Und eh das weitergeht, der Hinweis, daß wir uns im Jahr 1973 befinden zu Zeiten der Ölkrise, als Wolf Haas auch 13 Jahre zählte. Und auch dick war. Aber mehr müssen wir nicht wissen, denn die Jugendgeschichte ist witzig erzählt, halt wie es die Art von Wolf Haas ist, der sich an manchen Wörtern begeistern kann und wir mit ihm. Der dicke Junge zählt 93 Kilo, als er sich an der Tankstelle als Aushilfe tätig in Elsa verliebt. Er sieht sie durch die Windschutzscheibe und es ist um ihn geschehen! Erste Tat: Abnehmen. Von 93 auf 78 Kilo ist das Ziel.
Aber den Mann von Elsa, den mag er eigentlich auch. Das ist Tscho und ein Lastwagenfahrer, der sogar bis nach Teheran fährt. Tscho hat nichts gegen die Verehrung seiner Elsa. Und auch nicht, daß der Junge, der so gerne erwachsen wäre, mit auf die Tour geht.
Ein im Stil von Wolf Haas spitzbübischer Roman, der leicht ein schwieriges Thema angeht: das Erwachsenwerden.
GEISTERBAHN von Ursula Krechel
Ja, ich bin ein Fan von Wolf Haas, aber eben auch einer von Ursula Krechel, deren LANDGERICHT für mich - zwar spät – aber einer der eindringlichsten Romane über das Schicksal der durch die Nazis verfolgten Rückkehrer nach 1945, wobei es um die Justiz geht, wo, das darf man nicht vergessen, in den 50er Jahren die wenigen jüdischen Richter , die überlebt und zurückgekehrt waren, an den Gerichten nicht Recht sprechen durften, wenn es um Sachverhalte aus der Nazizeit ging, da sie nicht objektiv seien, während die fast vollständig übernommenen NS-Richter natürlich ‚objektiv‘ urteilen, auch bei NS-Fällen.
Auch in GEISTERBAHN geht es um die schreckliche Zeit von 1933-1945, die einem heute so kurz vorkommt, nur 12 Jahre und eine gesellschaftliche Verwüstung für immer, bzw. um die Zeit direkt nach dem Nationalsozialismus und eben auch um die Jahrzehnte vor der Machtergreifung der Nazis. Es geht um eine Schaustellerfamilie, eine Sinti-Familie, sehr selten in der deutschen Literatur. Familie Dorn ist in den Nachkriegswirren des Ersten Weltkriegs ganz gut durchgekommen, aber die mörderische NS-Politik bedeutet Gefahr an Leib und Leben. Konkret sind es erst Sterilisation, dann Verschleppung, Zwangsarbeit, KZ-Mord.

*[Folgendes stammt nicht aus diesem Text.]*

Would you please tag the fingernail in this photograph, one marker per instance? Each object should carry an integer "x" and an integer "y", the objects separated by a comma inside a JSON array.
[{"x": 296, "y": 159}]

Als eigentlich nach 1945 alles besser werden könnte, herrschen in vielen Gegenden die alten Garden weiter und auch wenn es neue Leute sind, wollen sie mit solchen oft nichts zu tun haben. Familie Dorn weiß nicht, was tun, weil ihre Familie dezimiert und kein Vertrauen in die Zukunft da ist. Es interessiert einfach niemanden, wie einzelne überlebten. Die Vergangenheit soll vergangen sein und die Orientierung nur auf morgen gerichtet sein.Für Anna in der Schule heißt das, daß über nichts der Vergangenheit gesprochen wird, sie weiß nicht, was mit den anderen Schülern war und keiner will von ihr etwas wissen.
Man ist oft sprachlos, wie gut es Ursula Krechel gelingt, diese schizophrene Situation der Nachkriegszeit zu schildern, hier konkret in Trier, wenn die Täter von gestern ungehindert auf die Überlebenden, die Opfer treffen. Man muß sich das mal vorstellen, daß auch nach über 75 Jahren das ein notwendiges Buch ist, weil die Versäumnisse der Anfangsjahrzehnte nach dem Krieg so verheerend im Schweigen, im Verschweigen liegen und lagen. Außerdem hat Ursula Krechel einfach die Fähigkeit, Inhalt und Form in eine sprachliche Form zu bringen, die konkret und berührend, die poetisch und genau ist.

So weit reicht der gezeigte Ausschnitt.